Monday, March 11, 2019

Today we continue discussing the best practice from storage engineering:

571) Storage products often make use of bitmap index to store sequences efficiently when they are rather sparse. Bitmaps also help with conjunctive filters and this is useful in sequences with repeating members

572) The sequences can be more efficiently queried than standard query operators if the predicates are pushed down closer to the storage.

573) Sequences work well with bloom filters which test whether a member is part of the sequence or not. Sometimes it is enough to rule out that a member is not part of the set

574) If the range of sequences can be limited to a window, the user and application can take on much of the processing relieving the compute requirements from storage. Such intensive scripts can run anywhere the user wants as long as the data is available.

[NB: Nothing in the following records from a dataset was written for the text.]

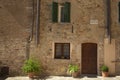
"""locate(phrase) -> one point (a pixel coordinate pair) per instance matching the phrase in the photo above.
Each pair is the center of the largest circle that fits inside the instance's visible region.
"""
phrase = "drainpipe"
(29, 39)
(38, 22)
(108, 3)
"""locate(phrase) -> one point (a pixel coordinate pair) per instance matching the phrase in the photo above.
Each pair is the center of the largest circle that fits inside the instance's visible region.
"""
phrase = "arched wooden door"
(89, 58)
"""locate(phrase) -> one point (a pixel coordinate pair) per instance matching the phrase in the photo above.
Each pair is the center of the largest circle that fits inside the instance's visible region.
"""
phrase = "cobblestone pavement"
(65, 78)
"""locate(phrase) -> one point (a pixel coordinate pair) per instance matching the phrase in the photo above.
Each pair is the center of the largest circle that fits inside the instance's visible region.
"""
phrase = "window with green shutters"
(61, 12)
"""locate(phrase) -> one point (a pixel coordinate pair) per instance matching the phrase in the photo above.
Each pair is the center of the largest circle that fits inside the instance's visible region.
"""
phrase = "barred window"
(62, 50)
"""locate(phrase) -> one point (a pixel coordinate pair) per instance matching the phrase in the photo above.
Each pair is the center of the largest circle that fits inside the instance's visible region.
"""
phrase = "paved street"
(66, 78)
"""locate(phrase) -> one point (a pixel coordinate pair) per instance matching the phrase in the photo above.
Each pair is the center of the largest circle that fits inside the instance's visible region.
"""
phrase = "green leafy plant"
(104, 68)
(31, 65)
(73, 68)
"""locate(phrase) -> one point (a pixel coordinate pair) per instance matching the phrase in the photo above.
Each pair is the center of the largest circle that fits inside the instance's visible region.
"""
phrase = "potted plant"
(31, 67)
(73, 69)
(104, 70)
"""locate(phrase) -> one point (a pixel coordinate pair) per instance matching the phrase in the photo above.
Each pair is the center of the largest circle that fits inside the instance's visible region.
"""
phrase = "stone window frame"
(62, 55)
(63, 17)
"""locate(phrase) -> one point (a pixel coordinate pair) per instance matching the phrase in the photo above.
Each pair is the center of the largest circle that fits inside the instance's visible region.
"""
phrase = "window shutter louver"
(67, 13)
(55, 12)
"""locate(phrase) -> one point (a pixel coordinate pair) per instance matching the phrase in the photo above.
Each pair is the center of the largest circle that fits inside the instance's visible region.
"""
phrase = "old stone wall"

575) If logic pertains specifically to some data and applicable only to that data, it is possible to register logic and load a runtime to execute that logic specific to data just as it is possible to externalize query processing over an iterative data set.


#codingexercise
GetCombinations with repetitions for r items among n
int GetCombinations (int n, int r) {
return GetNChooseK ( (n+r-1) , r ) ;
}

We put n objects in k bins with (n-1) Choose  (k-1)
int getGroups ( int n, int k) {
      return GetNChooseK (n-1, k-1);
}

We can do permutations with n!/(n-r)!